According to Plaintiff's complaint and subsequent filings, on February 12, 2007, Judge Robert Moon, in Hamilton County, Tennessee, General Sessions Court, dismissed Plaintiff's lawsuit against Walldorf Property Management and George Kangles. Plaintiff contends her Fourteenth Amendment rights in that case were violated because she was not given the opportunity to be heard nor were the merits of her case discussed before the court. She cites the court's reliance on Defendants' argument that her action against their client was barred by the one year statute of limitations (Court File No. 1). In addition, Plaintiff alleges (through her motion to amend the original complaint) that Defendants violated her rights under HIPAA by taking advantage of access to her medical information obtained via a previous case in which they defended Liberty Mutual Insurance, the insurance company Plaintiff sued after an automobile accident in 1991 (Court File No. 7).
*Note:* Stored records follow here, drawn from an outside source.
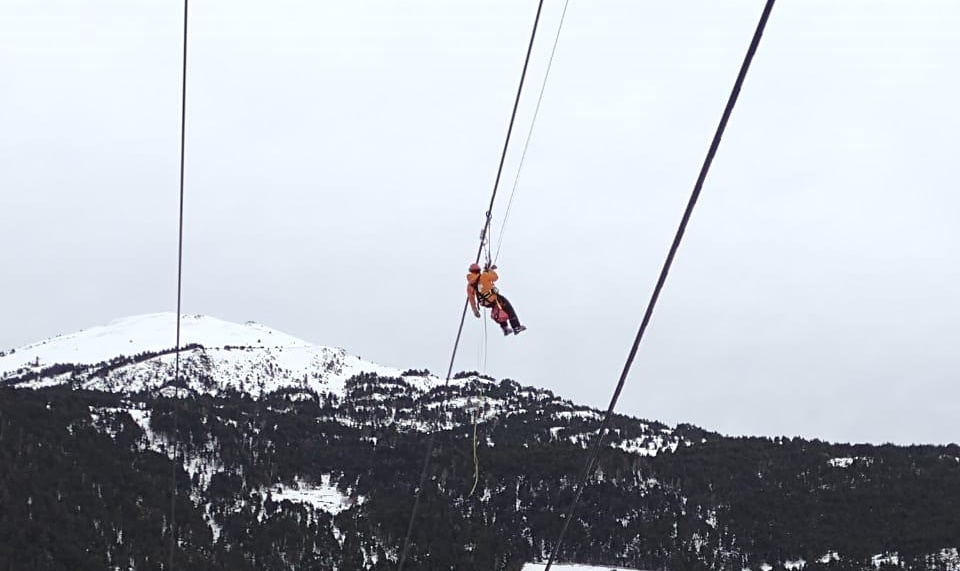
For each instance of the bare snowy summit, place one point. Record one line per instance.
(135, 354)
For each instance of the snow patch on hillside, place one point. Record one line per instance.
(325, 496)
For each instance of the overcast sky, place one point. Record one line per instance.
(340, 157)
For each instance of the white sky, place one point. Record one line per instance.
(340, 156)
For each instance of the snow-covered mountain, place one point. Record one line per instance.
(135, 355)
(289, 452)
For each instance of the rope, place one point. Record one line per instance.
(176, 367)
(463, 314)
(598, 440)
(476, 413)
(526, 144)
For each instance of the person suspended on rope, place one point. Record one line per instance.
(482, 292)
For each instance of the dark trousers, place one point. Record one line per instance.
(511, 313)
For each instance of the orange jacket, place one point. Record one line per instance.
(487, 291)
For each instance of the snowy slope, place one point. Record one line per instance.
(134, 355)
(142, 333)
(249, 358)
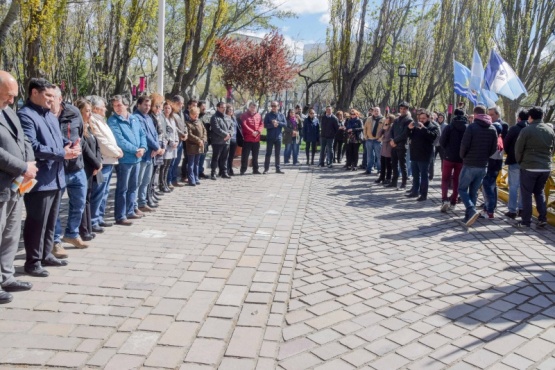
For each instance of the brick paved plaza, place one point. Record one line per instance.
(312, 269)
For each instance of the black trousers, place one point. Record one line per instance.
(399, 159)
(232, 150)
(385, 169)
(249, 147)
(219, 158)
(310, 150)
(352, 154)
(38, 236)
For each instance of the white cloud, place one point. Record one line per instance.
(304, 6)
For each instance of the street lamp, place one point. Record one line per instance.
(402, 73)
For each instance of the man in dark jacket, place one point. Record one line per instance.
(17, 164)
(42, 203)
(399, 132)
(450, 142)
(71, 126)
(422, 135)
(534, 151)
(515, 200)
(221, 129)
(329, 126)
(479, 142)
(274, 122)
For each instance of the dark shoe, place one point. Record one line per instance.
(38, 272)
(55, 262)
(97, 229)
(18, 286)
(5, 297)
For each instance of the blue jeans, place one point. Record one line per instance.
(126, 190)
(175, 170)
(291, 148)
(326, 148)
(76, 186)
(145, 175)
(489, 184)
(470, 180)
(420, 178)
(193, 168)
(515, 199)
(99, 195)
(373, 150)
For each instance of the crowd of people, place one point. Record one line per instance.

Defendants have served as counsel for several parties sued by Plaintiff in state court. The first and third lawsuits were in state court against Lake Park Condominium Association in which Plaintiff sought access to Lake Park's books and records and alleged a breach of fiduciary duty. The first lawsuit was dismissed for Plaintiff's failure to appear at a hearing. She subsequently attempted to have that suit reinstated, but the motion was denied by the court (Court File No. 11). The third lawsuit, which was also against Lake Park, contained ten claims alleging breach of fiduciary duty. Eight of those ten claims were dismissed because the statute of limitations had run, but Plaintiff appealed to the state Circuit Court. She appealed all ten claims, but the state Circuit Court dismissed the eight claims previously dismissed by the state General Sessions Court and eventually dismissed the two remaining claims (Court File No. 11). The other two lawsuits, numbers two and four, filed by Plaintiff were also related. The second lawsuit was against Walldorf Management, Inc., and George Kangles alleging mismanagement of rental property in fourteen claims. Thirteen of the fourteen claims were dismissed, and Plaintiff voluntarily dismissed the fourteenth claim. Plaintiff then filed a writ of coram nobis to reinstate the thirteen dismissed claims,which was subsequently denied. She also filed a Motion for Correction of Law in state Chancery Court, which was denied. Since then, she has filed several motions in state court in an attempt to revive the thirteen dismissed claims. The defendants in that case have filed a motion to dismiss, which is still pending in Chancery Court (Court File No. 11). In this case, Plaintiff's alleged violations of the Fourteenth Amendment is a result of her failure to succeed in her state court claims.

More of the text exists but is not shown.